On 24 May 2015 at 03:51, Guenter Roeck <linux@xxxxxxxxxxxx> wrote:
On 05/23/2015 11:37 AM, Timur Tabi wrote:
Guenter Roeck wrote:
I think it is quite unfortunate that the specification is not public.
We have heard many statements about what is in the spec or not.
All you need to do is go to
http://infocenter.arm.com/help/index.jsp?topic=/com.arm.doc.den0029b/index.html,
get a free ARM account, and download the spec.
That helps - thanks a lot!
Folks, please correct me if my understanding of the specification
is wrong.
1) Pretimeout
The document suggests that
WS1 = WS0 * 2
Are you saying: the first timeout == the second timeout
|-------------WS0
|-------------WS1
Sorry, could you let me know where is that suggestion??
I have checked the SBSA again, but I can not find it.
Maybe I really miss this part.
The document states:
"If both watchdog signals are deasserted and a timeout refresh occurs then WS0 is asserted.
If WS0 is asserted and a timeout refresh occurs then WS1 is asserted."
There is no mention that programming both WOR and WCV would or even
could result in different timeouts for the two watchdog signals.
is in fact correct. In essence, there is just one counter,
not two. This means that a separate pretimeout does not really
make sense, since in practice the timeout would always be
twice the pretimeout,
Yes, you are right, if we only use "WOR", then the first timeout ==
the second timeout
and changing just one without affecting
the other is not really possible.
although there is only one counter, and it is 32 bits wide.
In SBSA, we can see this:
-------
Note: the watchdog offset register is 32 bits wide. This gives a
maximum watch period of around 10s at a system counter frequency of
400MHz.
If a larger watch period is required then the compare value can be
programmed directly into the compare value register.
-------
So for the first timeout, we can set the compare value register(WCV).
Then the two timeouts are different. and the first timeout has not
10s(@400MHz) limit.
just the the second timeout must use "WOR".
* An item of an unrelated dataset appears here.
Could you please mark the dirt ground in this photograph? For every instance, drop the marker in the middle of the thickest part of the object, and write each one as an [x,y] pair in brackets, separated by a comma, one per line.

That is not how I read the specification. It only talks about
"timeout refresh". There is no indication that using both registers
would have the impact you describe.
Since there is no mention of different WS0 and WS1 timeout periods
in the specification, I am concerned that even _if_ a specific
implementation supports such different timeouts, it would be
implementation specific.
Maybe you and/or Timur can test this on the real systems you
have access to. It should be quite straightforward to test -
have the interrupt handler only print a message, program some
values into the watchdog, and see when WS0 and WS1 occur.